DNA From 11,000-Year-Old Alaskan Child Skeleton Rewrites History of Humans in America

beringia
A scientific illustration of the Upward Sun River camp in what is now Interior Alaska. Illustration by Eric S. Carlson in collaboration with Ben A. Potter

In a landmark discovery at an archaeological site in Alaska, researchers have uncovered the first direct genetic evidence of the earliest Native Americans. It not only reveals a previously unrecorded indigenous population, but indicates that humans crossed the Beringia land bridge to reach the North American continent in a single, unified migratory wave from Siberia—a major contribution to the ongoing dialogue about how the first Native Americans got here.

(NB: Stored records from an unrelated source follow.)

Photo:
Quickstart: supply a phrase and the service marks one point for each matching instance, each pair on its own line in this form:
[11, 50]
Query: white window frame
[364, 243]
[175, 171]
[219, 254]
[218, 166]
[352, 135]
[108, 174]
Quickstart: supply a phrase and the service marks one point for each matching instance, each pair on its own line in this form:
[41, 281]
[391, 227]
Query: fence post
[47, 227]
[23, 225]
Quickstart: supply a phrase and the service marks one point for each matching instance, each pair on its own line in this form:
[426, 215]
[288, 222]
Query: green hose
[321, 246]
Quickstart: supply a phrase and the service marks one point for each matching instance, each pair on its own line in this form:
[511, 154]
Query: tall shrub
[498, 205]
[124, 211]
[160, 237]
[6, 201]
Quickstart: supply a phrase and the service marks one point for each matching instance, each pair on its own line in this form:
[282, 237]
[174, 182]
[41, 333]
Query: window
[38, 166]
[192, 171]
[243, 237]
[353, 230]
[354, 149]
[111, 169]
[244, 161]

An international team led by scientists from the University of Cambridge and the University of Copenhagen successfully sequenced the genome of a six-week-old infant girl discovered at the Upward Sun River site in Alaska. The local Native American community named her Xach'itee'aanenh t'eede gay—Sunrise Child-girl.

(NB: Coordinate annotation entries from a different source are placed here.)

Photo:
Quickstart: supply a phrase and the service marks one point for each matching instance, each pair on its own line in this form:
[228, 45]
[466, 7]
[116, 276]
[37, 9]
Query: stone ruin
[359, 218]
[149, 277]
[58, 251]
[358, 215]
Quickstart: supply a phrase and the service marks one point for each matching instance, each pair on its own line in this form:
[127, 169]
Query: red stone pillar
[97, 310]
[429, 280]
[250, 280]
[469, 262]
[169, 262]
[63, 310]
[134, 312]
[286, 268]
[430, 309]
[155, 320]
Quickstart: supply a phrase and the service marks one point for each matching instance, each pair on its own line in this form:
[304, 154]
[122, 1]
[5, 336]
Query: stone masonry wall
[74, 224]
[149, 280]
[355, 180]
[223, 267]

The researchers discovered that she'd lived around 11,500 years ago, but that her genetic code matched neither of the two native populations known to exist during that time. The remains represent the second-oldest human genome ever discovered in North America, according to The New York Times. A paper describing the research was published in the journal Nature.

"We termed this population 'Ancient Beringians' and it seems that they represent an offshoot from the Native American population that diverged before the North and South Native Americans did," co-lead author J. Victor Moreno-Mayar, from the University of Copenhagen's Natural History Museum of Denmark, explained to Newsweek over email. "It was only by having access to this population that we were able to learn so much about the early Native American population."

Moreno-Mayar and his colleagues estimate that the "admixture event" between East Asians and a Paleolithic population called Ancient North Eurasians took place between 20,000 and 25,000 years ago. Based on the genetic evidence, they believe Ancient Beringians and the other known indigenous populations—the common ancestor of both North and South Native Americans today—started to diversify around that time.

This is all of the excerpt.